Frank J. Domino, MD
The American College of Cardiology (ACC) and American Heart Association (AHA) collaborated with the National Heart, Lung, and Blood Institute (NHLBI) and other stakeholders and professional organizations to develop clinical practice guidelines for the assessment of cardiovascular (CV) risk, lifestyle modifications to reduce that risk, and management of blood cholesterol, weight, and obesity in adults.
Results and Outcomes
The report authors developed recommendations and assigned each one an evidence grade, as annotated below.
Patients <75 years old with known atherosclerotic cardiovascular disease (ASCVD) should receive high-intensity statins, such as atorvastatin 40-80 mg/day or rosuvastatin 20-40 mg/day. [A]
Patients >75 years old with known ASCVD may benefit from moderate-intensity statin therapy with atorvastatin 10-20 mg, rosuvastatin 5-10 mg, pravastatin 40-80 mg, simvastatin 20-40 mg, lovastatin 40 mg, fluvastatin 40 mg bid, fluvastatin XL 80 mg, or pitavastatin 2-4 mg, or high-intensity statin therapy. [E]
Patients >21 years old with low-density lipoprotein (LDL) >190 mg/dL or triglycerides >500 mg/dL should be evaluated for secondary causes and receive high-intensity statin therapy. [B]
Patients aged between 40-75 years of age with diabetes whose 10-year CV risk is ≥7.5% should receive high-intensity statins. [E]
Patients aged between 40-75 years of age with diabetes whose 10- year CV risk is <7.5%should receive moderate-intensity statin therapy. [A]
Patients aged <40 or >75 years old with diabetes should consider statin therapy. [E]
Patients aged between 40-75 years old without ASCVD or diabetes with 10-year CV risk of ≥7.5% should receive moderate- to high-intensity statin therapy. [A]
All patients should undergo lifestyle changes consisting of a diet rich in fruit, vegetables, whole grains, fish, low-fat dairy, lean poultry, nuts, legumes, and non-tropical oils, as well as restricted saturated fats, trans fats, sweets, sugar, sweetened beverages, and sodium.

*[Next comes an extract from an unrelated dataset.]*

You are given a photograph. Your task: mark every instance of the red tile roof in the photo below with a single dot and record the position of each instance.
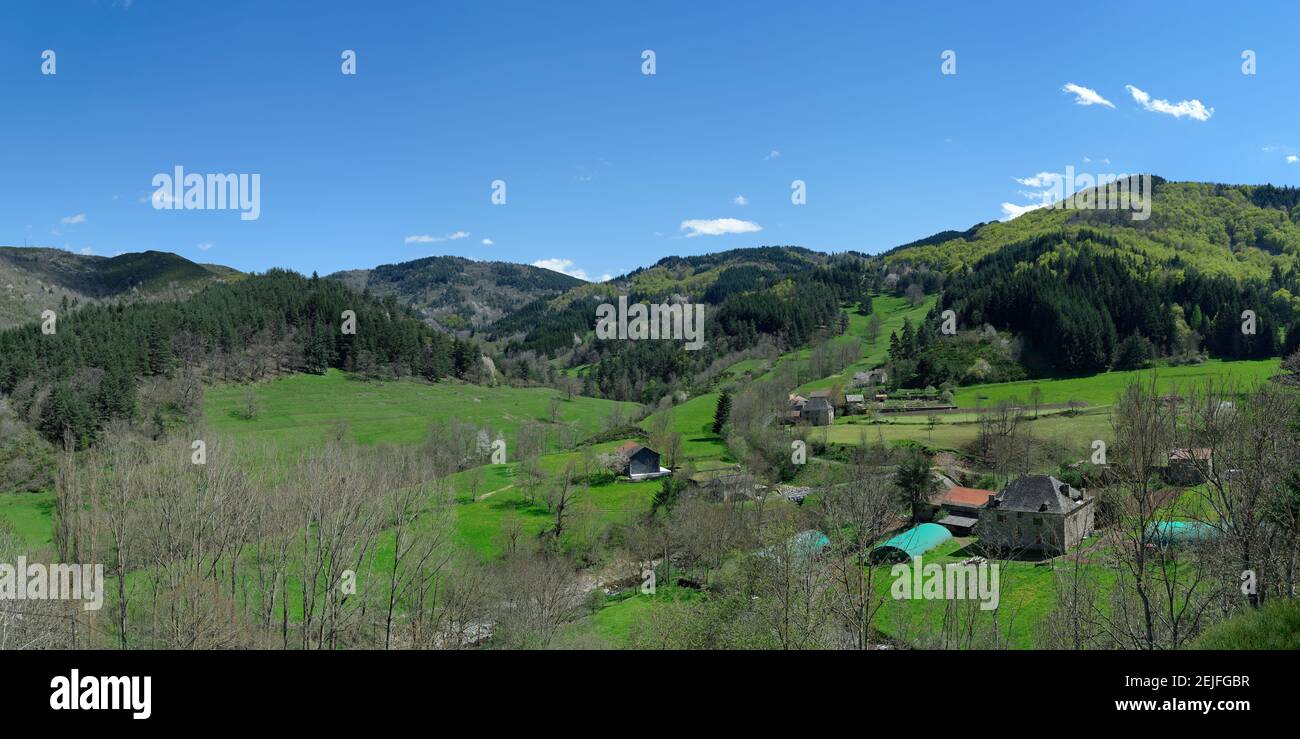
(974, 497)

All patients should also engage in 40 minutes of aerobic physical activity of moderate to vigorous intensity 3-4 times per week and abstain from tobacco use.
A= Strong evidence to support recommendation, or high certainty based on evidence that net benefit is substantial
B= Moderate certainty based on evidence that net benefit is moderate to substantial, or high certainty that net benefit is moderate
E= Expert opinion, which means “there is insufficient evidence, or evidence is unclear or conflicting, but this is what the Work Group recommends.”
Clinicians should move away from specific cutoffs as goals for treating hyperlipidemia, and instead focus on stratifying patients based upon demographics and CV risk. From those factors, physicians should initiate either high- or moderate-intensity statin therapy, and all patients should engage in aerobic exercise and move from a low-fat diet to a Mediterranean diet, which includes fruits, vegetables, fish, nuts, and non-tropical oils.